Gurgaon's non-metro classification under Rule 2A often surprises new employees moving from Delhi-headquartered jobs. The IT Rules' four-city metro list — Delhi, Mumbai, Chennai, Kolkata — applies to the cities themselves, not to broader metro regions. Gurgaon is in Haryana, not Delhi, and the HRA 40% cap applies. For a ₹15 lakh CTC at 50% basic with ₹35,000 monthly rent, this means about ₹3,00,000 of HRA exemption under the old regime — versus ₹3,75,000 the same person would claim if they lived in Delhi proper, 30 minutes away by Metro.

Haryana's absence from the PT-collecting states is genuinely useful. Maharashtra, Karnataka, Tamil Nadu, West Bengal, Gujarat, Telangana, Andhra Pradesh, and Kerala all collect PT and hit the constitutional ₹2,500 ceiling for typical salaried employees. Haryana — along with Delhi, UP, MP, Rajasthan, Punjab, Chandigarh, J&K, Bihar, and the North-Eastern states — does not. For a Gurgaon employee at a ₹20 lakh CTC, that's about ₹2,500 a year of additional take-home compared to a Bangalore or Mumbai equivalent.

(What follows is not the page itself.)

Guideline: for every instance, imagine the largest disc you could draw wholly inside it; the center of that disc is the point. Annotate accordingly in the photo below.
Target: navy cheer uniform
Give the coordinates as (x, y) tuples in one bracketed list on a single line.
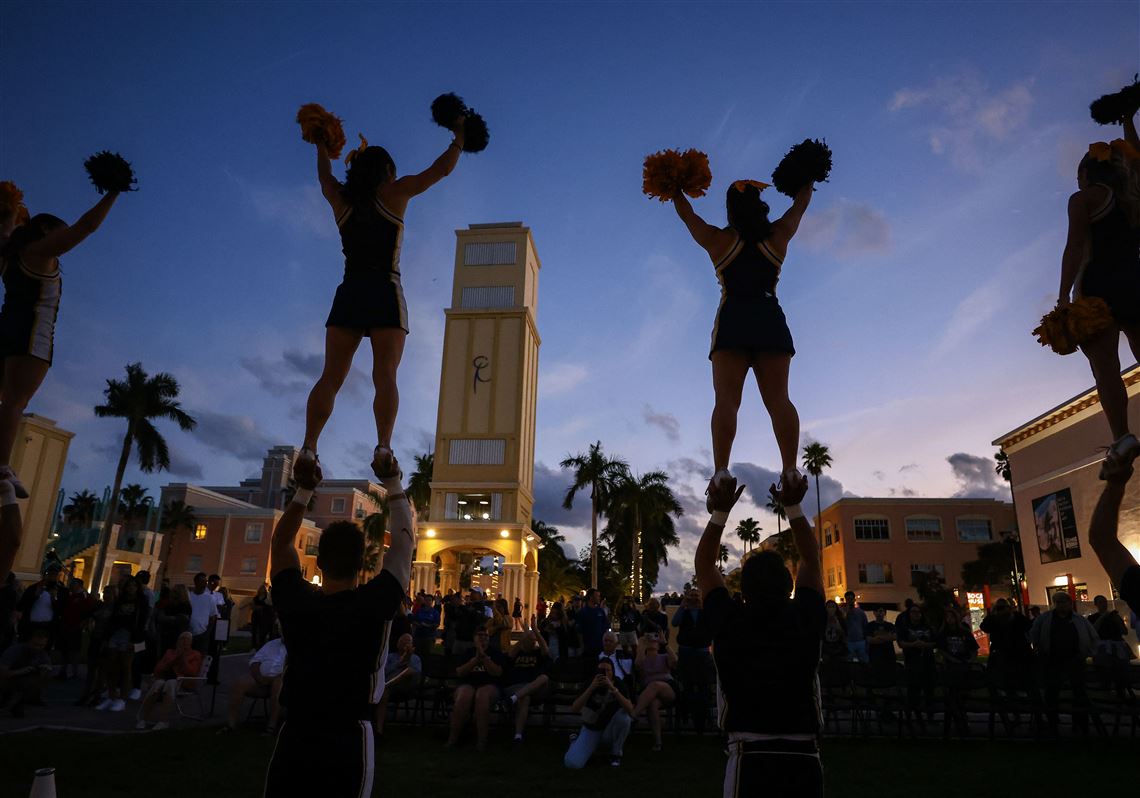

The Gurgaon-specific consideration for senior consulting and finance employees is the interaction with cross-state postings. Many big-four firms and MNCs rotate employees between Gurgaon, Mumbai, and Bangalore on multi-year cycles. Each move changes both the HRA cap (metro / non-metro) and the PT exposure. The math on a ₹40 lakh CTC moving from Gurgaon (no PT, 40% HRA) to Mumbai (₹2,500 PT, 50% HRA) typically favours Mumbai by a few thousand rupees a year — the HRA cap gain outweighs the PT hit. The right answer depends on your rent, your basic %, and whether you're claiming HRA at all.

Frequently asked questions

Is Gurgaon a metro for HRA exemption?
No. Gurgaon is in Haryana, not Delhi, and the HRA 40% non-metro cap applies. Despite the city's economic profile and rent levels matching or exceeding Mumbai's in some neighbourhoods, Rule 2A's four-city list (Delhi, Mumbai, Chennai, Kolkata) has not been updated since 1962. Living in Gurgaon and working for a Delhi-headquartered company doesn't change the classification — HRA exemption is residence-based.
Does Haryana levy Professional Tax?
No. Haryana is one of the Indian states that does not collect Professional Tax. This translates to about ₹2,400–₹2,500 of additional annual take-home compared to Maharashtra (Mumbai/Pune), Karnataka (Bangalore), Tamil Nadu (Chennai), or any other PT-levying state at the same CTC.
I live in Delhi and work in Gurgaon. Which city applies?
The city you live in — Delhi, in this case. HRA exemption is based on your residence, not your workplace. Living in Delhi means you can claim the 50% metro cap on HRA exemption, even though your employer pays you in Gurgaon. Conversely, if you live in Gurgaon and work in central Delhi, the Gurgaon 40% non-metro cap applies because that's where you rent and reside.
How much does the no-PT advantage actually save?
About ₹2,400–₹2,500 a year for any salaried employee earning above the standard PT thresholds. That works out to roughly ₹200 a month — small in absolute terms but real, and consistent year over year. Over a 30-year career in Haryana versus a PT-levying state, the difference compounds to about ₹75,000 in nominal take-home.